I’m still trying to imagine the boardroom meeting that must have transpired before Miley’s new music video was released. As much as we’d like to believe that she is calling the shots between bong hits, that can’t be the case. Miley Cyrus is a gazillion dollar industry so a move this big had to be carefully thought out. Who was the suit-and-tie executive who stood up and said, “The starlet-turned-party-hound market has been HUGE lately. Let’s go in THAT direction?” Or was there a pie chart that involved hot-dog piñatas and money sandwiches?
Even worse, who was the creepy Ari-Gold-looking dude who patted Miley on the back and said, “People are gonna LOVE it BABY,” right before dropping her into the shark-infested waters of social media? That’s why I’m choosing to do as my Very Sweet Aunt Marianne suggested and I’m taking pity on Miley. I’d also like to offer her some suggestions.

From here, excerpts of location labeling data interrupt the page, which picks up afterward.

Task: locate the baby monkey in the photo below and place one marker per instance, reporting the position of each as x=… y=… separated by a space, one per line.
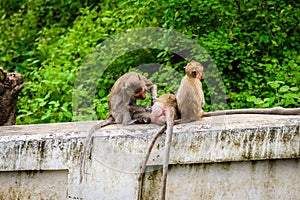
x=190 y=98
x=122 y=104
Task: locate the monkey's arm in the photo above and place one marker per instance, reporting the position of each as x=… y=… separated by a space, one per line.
x=152 y=88
x=267 y=111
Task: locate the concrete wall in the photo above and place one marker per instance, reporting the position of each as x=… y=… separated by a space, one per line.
x=232 y=157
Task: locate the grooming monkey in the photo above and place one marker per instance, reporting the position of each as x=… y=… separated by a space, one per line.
x=164 y=111
x=158 y=113
x=190 y=96
x=122 y=105
x=190 y=100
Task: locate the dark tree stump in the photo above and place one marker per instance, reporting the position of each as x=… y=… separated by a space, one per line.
x=10 y=86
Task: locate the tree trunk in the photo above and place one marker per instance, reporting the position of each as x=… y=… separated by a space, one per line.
x=10 y=86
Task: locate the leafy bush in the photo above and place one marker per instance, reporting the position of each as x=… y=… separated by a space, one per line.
x=254 y=44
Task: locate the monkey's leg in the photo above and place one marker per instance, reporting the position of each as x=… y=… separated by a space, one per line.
x=169 y=133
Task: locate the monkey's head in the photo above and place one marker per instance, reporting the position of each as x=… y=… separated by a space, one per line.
x=194 y=70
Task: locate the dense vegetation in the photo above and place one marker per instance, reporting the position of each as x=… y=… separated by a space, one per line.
x=254 y=44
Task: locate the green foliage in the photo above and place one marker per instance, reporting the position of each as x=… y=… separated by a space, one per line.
x=254 y=44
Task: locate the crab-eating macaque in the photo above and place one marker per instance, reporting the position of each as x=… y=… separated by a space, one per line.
x=190 y=96
x=158 y=113
x=169 y=114
x=122 y=105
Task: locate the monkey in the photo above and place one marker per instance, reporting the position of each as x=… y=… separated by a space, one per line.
x=158 y=113
x=123 y=108
x=190 y=98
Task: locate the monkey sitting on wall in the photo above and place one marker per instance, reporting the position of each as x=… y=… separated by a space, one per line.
x=190 y=98
x=122 y=104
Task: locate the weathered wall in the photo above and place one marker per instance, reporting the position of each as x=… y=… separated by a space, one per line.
x=232 y=157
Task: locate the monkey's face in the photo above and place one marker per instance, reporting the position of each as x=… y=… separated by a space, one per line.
x=140 y=93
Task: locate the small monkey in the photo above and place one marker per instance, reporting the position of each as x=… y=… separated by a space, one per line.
x=190 y=96
x=122 y=105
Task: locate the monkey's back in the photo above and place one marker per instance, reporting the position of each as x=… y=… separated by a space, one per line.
x=190 y=99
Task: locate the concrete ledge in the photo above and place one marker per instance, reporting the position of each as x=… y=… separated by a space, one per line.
x=241 y=144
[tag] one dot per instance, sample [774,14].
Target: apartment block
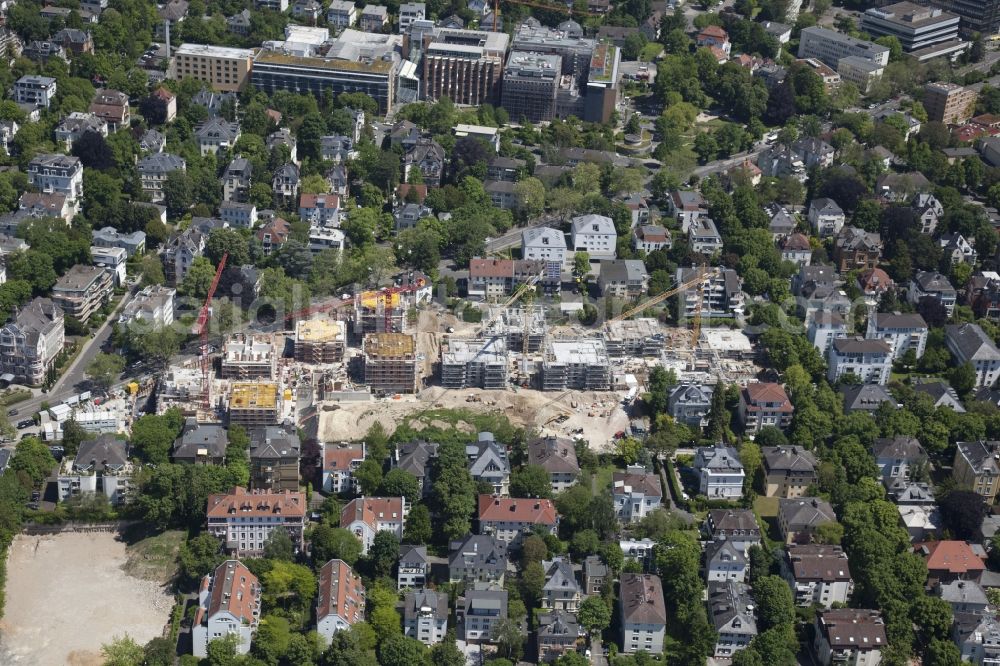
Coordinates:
[225,69]
[463,65]
[320,340]
[82,291]
[580,363]
[949,103]
[389,362]
[228,605]
[30,343]
[244,520]
[830,46]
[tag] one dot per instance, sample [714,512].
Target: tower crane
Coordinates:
[201,328]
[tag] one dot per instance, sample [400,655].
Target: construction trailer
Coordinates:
[254,404]
[634,337]
[320,340]
[390,362]
[477,363]
[576,363]
[519,326]
[248,357]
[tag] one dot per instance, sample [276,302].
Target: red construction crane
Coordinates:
[201,327]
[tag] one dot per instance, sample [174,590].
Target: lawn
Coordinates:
[155,557]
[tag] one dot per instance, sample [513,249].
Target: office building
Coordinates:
[924,32]
[830,46]
[949,103]
[463,65]
[225,69]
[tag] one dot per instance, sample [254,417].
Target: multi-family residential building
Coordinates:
[789,470]
[643,613]
[509,519]
[826,217]
[30,343]
[35,90]
[970,344]
[764,404]
[903,332]
[153,171]
[479,558]
[425,616]
[557,456]
[818,574]
[244,520]
[340,461]
[720,472]
[100,466]
[414,568]
[82,290]
[229,604]
[223,68]
[60,174]
[977,467]
[934,285]
[868,360]
[479,611]
[595,235]
[340,603]
[731,611]
[366,516]
[799,517]
[635,492]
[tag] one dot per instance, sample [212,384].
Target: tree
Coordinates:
[530,481]
[383,553]
[122,651]
[963,512]
[279,545]
[334,543]
[594,614]
[105,369]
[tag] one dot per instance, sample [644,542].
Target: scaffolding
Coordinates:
[523,328]
[576,363]
[248,357]
[320,340]
[634,337]
[480,363]
[390,362]
[254,404]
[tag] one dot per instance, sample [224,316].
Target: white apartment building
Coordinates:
[228,605]
[869,360]
[595,235]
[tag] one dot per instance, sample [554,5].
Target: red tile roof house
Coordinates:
[508,518]
[951,560]
[765,404]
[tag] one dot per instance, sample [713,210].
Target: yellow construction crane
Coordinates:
[659,298]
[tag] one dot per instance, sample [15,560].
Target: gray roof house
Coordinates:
[488,462]
[478,558]
[730,608]
[201,443]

First of all, Miley honey you are simply better than this. You are bright and talented and as much as I hate to admit it, I can’t listen to “Party in the U.S.A.” without singing along and dancing poorly. You’ve accomplished more in your short life that I have in 43 years and I’m thrilled to see what you will do in the future, but first you need to fire your whole staff. Get a whole new crew or better yet, take a few years off. Learn what it’s like to be a grown-up OUT of the spotlight for a while.
And Miley, if you come back to us at 25, singing about drugs and twerking in some gross video, we’ll know that you’re just being YOU and you really were THAT freaky all along. If that’s the case Miley, I’ll buy you a hot dog piñata and take it all back. I promise.